Re: git archive should use vendor extension in pax header

René Scharfe <l.s.r@xxxxxx> · Mon, 15 Feb 2016 21:25:40 +0100

Am 06.02.2016 um 15:57 schrieb fuz@xxxxxx:
On Sat, Feb 06, 2016 at 02:23:11PM +0100, René Scharfe wrote:
Am 28.01.2016 um 00:45 schrieb fuz@xxxxxx:
There is git get-tar-commit-id, which prints the commit ID if it
finds a comment entry which looks like a hexadecimal SHA-1 hash.
It's better than a hex editor at least. :)

This is incredibly fuzzy and can get wrong for a pleothora of reasons.
I hope you agree though that the situation is suboptimal, git is doing
the equivalent of using a custom file format without an easily
recognizable magic number.

It is fuzzy in theory. But which other programs allow writing a
comment header?  I'm not aware of any, but I have to admit that I
didn't look too hard.

Well, let's say what happens if the Mercurial folks were to implement
the same thing? Suddenly there is a conflict. Yes, of course, right now
there might be no program that uses the comment field for its own
purpose but such design decisions tend to be not future proof. There is
a very good reason why file formats typically have magic numbers and
don't just rely on people knowing that the file has a certain type and
that is the same reason why git should mark its meta data in a unique
fashion.

Chances are good that Mercurial would do it in a way that doesn't 
conflict with git's tar comments.  I get your point, though, and agree 
that it's not ideal.  However, so far it's just a potential problem.

But I'm still interested how you got a collection of tar files with
unknown origin.  Just curious.

Easy: Just download the (source) distribution archives of a distribution
of choice and try to verify that the tarballs they use to compile their
packages actually come from the project's public git repositories.

OK, that's easier than calculating checksums and comparing them with
those published by the respective projects, but also less
trustworthy.

If you have a known trusted archive, you could use it directly, no need
for cross-verification. The intent is to be able to check if archives
generated by someone from some sources could have plausibly been
generated from these sources.

It's probably not too important, but I think I still don't fully 
understand.  So you have a tar file of unknown origin.  You hand it to 
git get-tar-commit-id or a similar tool and get back 
a08595f76159b09d57553e37a5123f1091bb13e7.  You can google this string 
and find out it's the commit ID for git v2.7.1.

Your tar file could have been modified in various ways, though, e.g. 
with tar u or tar --delete.  So you try to find a download site for the 
software that includes file hashes for archives of this release, like in
https://www.kernel.org/pub/software/scm/git/sha256sums.asc.

If the published hash and a hash of your file match then you can be 
reasonably sure the files are the same.  If they don't then it could be 
due to variations added by the compressor.  You can download the 
authoritative archive and compare it with yours.

Is that how it goes?

I'm very interested in hearing about any git specific bugs.

I don't know any.
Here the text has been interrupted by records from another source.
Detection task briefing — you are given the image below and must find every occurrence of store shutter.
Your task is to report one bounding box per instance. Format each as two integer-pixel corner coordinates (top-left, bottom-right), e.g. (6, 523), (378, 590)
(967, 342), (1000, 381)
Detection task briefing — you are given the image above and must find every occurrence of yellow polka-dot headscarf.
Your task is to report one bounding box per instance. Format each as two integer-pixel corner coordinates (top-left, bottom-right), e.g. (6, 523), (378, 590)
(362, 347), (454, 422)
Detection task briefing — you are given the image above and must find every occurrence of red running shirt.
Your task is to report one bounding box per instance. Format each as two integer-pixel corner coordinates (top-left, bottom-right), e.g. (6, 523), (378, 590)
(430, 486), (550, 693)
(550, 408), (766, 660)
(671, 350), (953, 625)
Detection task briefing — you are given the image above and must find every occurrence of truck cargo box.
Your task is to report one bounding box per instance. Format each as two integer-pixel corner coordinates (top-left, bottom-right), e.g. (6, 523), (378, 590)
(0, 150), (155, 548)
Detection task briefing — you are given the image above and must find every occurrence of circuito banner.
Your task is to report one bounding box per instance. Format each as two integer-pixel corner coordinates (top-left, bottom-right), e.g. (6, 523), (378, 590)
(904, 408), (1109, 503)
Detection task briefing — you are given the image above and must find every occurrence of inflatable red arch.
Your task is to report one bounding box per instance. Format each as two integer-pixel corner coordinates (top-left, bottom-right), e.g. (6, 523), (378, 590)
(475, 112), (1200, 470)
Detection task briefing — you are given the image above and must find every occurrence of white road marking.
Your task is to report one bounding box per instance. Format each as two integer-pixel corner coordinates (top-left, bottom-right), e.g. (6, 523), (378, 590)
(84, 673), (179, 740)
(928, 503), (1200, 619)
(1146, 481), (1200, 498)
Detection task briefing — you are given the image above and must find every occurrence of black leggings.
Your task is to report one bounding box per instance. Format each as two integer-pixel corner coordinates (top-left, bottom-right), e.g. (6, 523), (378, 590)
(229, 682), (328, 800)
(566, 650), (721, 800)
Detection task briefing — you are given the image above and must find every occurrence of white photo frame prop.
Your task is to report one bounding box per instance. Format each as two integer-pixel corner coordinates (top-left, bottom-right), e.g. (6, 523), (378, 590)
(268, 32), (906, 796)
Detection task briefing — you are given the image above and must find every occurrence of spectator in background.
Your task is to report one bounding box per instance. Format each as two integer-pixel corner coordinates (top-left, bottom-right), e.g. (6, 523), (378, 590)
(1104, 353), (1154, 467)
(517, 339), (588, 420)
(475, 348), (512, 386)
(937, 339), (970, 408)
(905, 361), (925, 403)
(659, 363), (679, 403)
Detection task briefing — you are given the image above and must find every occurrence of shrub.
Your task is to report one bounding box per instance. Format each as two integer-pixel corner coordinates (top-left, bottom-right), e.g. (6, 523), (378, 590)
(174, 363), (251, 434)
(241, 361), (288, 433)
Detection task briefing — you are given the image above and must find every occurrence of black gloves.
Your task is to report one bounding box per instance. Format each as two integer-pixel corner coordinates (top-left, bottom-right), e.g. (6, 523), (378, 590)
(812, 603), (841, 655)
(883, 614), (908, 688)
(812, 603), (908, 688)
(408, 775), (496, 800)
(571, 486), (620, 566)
Bugs tens to be known only after 1000s of buggy
archives have been published (just as with some GNU tar bugs). It's
great to have a way to detect that the archive might be affected by
a bug so you know that you need to work around it.

That requires a field containing the git version which was used to 
create the archive, no?

Thinking about the problem a bit more and discussion with the
aforementioned Jörg Schilling we came to the conclusion that the best
way to deal with an “file omitted” attribute is to attach it to the
directory that would normally contain the omitted file.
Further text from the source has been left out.